August 15, 2018 at 09:47 am - Permalink

I was referring to the macro GUI for bivariate histogram 2. I guess less about losing data, I'm just not sure what the data conversion is and I would prefer to keep the event-mode data as is.

August 15, 2018 at 10:23 am - Permalink

j s s wrote:

  • I updated the code with better comments so I hope the loops make more sense.  

OK I think I understand. However, now the code doesn't work because you will shoot through i and end with your two variables set at the last (N-1) row value and then only assign one cell in your matrix. If you put the line back in the loop, the line should read:

wave2D[PSDindex][ToFIndex] += 1

If you want the rest of the values to = 0 you can do

Make/N=(850,850)/O wave2D=0

When you make the wave.

Just to reiterate my two cents on this, the other three code options for this task are solid.

August 15, 2018 at 10:38 am - Permalink

Edited my code to move that statement into the for loop, but i'm still getting a blank 2D wave. 

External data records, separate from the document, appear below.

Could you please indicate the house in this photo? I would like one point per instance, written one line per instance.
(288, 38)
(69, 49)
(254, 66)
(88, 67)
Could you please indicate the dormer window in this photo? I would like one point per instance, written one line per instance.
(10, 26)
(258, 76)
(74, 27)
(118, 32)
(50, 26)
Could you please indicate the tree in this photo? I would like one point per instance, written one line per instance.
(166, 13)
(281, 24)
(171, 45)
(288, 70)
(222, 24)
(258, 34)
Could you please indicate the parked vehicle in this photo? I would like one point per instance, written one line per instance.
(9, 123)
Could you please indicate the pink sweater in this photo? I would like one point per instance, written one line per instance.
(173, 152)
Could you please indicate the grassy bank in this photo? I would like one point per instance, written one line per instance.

I've tried using jointhistogram snippets and the bivariate histogram code but I still return with either an empty wave or a wave that doesn't make sense, so I'm trying to control as much of the code as I can.  I think my ranges might be affecting the build of the 2D wave.

Thanks for all the help.

August 15, 2018 at 11:44 am - Permalink

j s s wrote:

I've tried using jointhistogram snippets and the bivariate histogram code but I still return with either an empty wave or a wave that doesn't make sense

Well, now I'm curious about it. Could you attach an Igor experiment file with two waves from which you want to get a bivariate histogram?

August 15, 2018 at 01:39 pm - Permalink

No worries - you could post a pxp with the two waves and your function. I'm just suggesting code improvements without helping you get to a solution. You might get more help from the forum if you post an example.

I see a problem with your if statement which means you'll get a blank 2D wave. That condition cannot be satisfied

if ((220 < ToFIndex) && (ToFIndex < 800) && (799 < PSDIndex) && (PSDIndex < 800))

There are no integers greater than 799 and less than 800. So your assignment will never run. You can test that by enabling the debugger and creating a breakpoint (red circle in the margin of procedure window) at your assignment line. If the debugger doesn't kick in, you know that the condition of the if statement has not been met.

August 15, 2018 at 01:48 pm - Permalink

This is a common problem in Igor... Your wave Ltyp11 is a 2D wave with dimensions of 312501 x 1. Without any loss of data you can redimension it to have zero columns: 

Redimension/N=-1 Ltyp11

and now you can select it in the GUI for Bivariate Histogram 2.

August 16, 2018 at 10:18 am - Permalink